This year's summer blockbusters just aren't very good. And irritated ticket buyers are quick to post their dissatisfaction. Films that might surge on opening weekend lose 60-70 percent of their business the following week. It's a numbers game: you cannot recover a $200 million budget on a film that makes $75 million on opening weekend and gets bad-mouthed on the Internet to the point of extinction in the following weeks before the picture is pulled from screens to await a Blu-ray release and possibly a second life on Netflix.

Video on demand and streaming services like Hulu catch a lot of the blame for poor ticket sales at theaters, but that doesn't tell the whole story.
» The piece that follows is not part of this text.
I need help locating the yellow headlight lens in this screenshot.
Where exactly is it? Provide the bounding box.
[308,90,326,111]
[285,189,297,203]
America excels at a great many things, none moreso that the creation of popular entertainment. As much as I love world cinema, the simple truth is that when it comes to making movies, Hollywood is the center of the universe. Until the Hollywood studios curb their desire to repeat past successes with formulaic films and endless sequels, people will remain wary of the noisy product on sale at multiplexes throughout the country. The harder the marketing push, the more reluctant the buyer.

It's simple, really. People crave strong narrative; it is inherent in all of us from childhood. Please. Tell me a story.

Present a story fundamentally well-told, both original and with characters worth caring about, and people will pay to hear it. Or watch it with sticky 3-D glasses at the theater.

For now, studio executives are content to engage in a high-stakes crapshoot with loaded dice. Even then, they still roll snake eyes. The results are boring. Predictable. And we deserve better.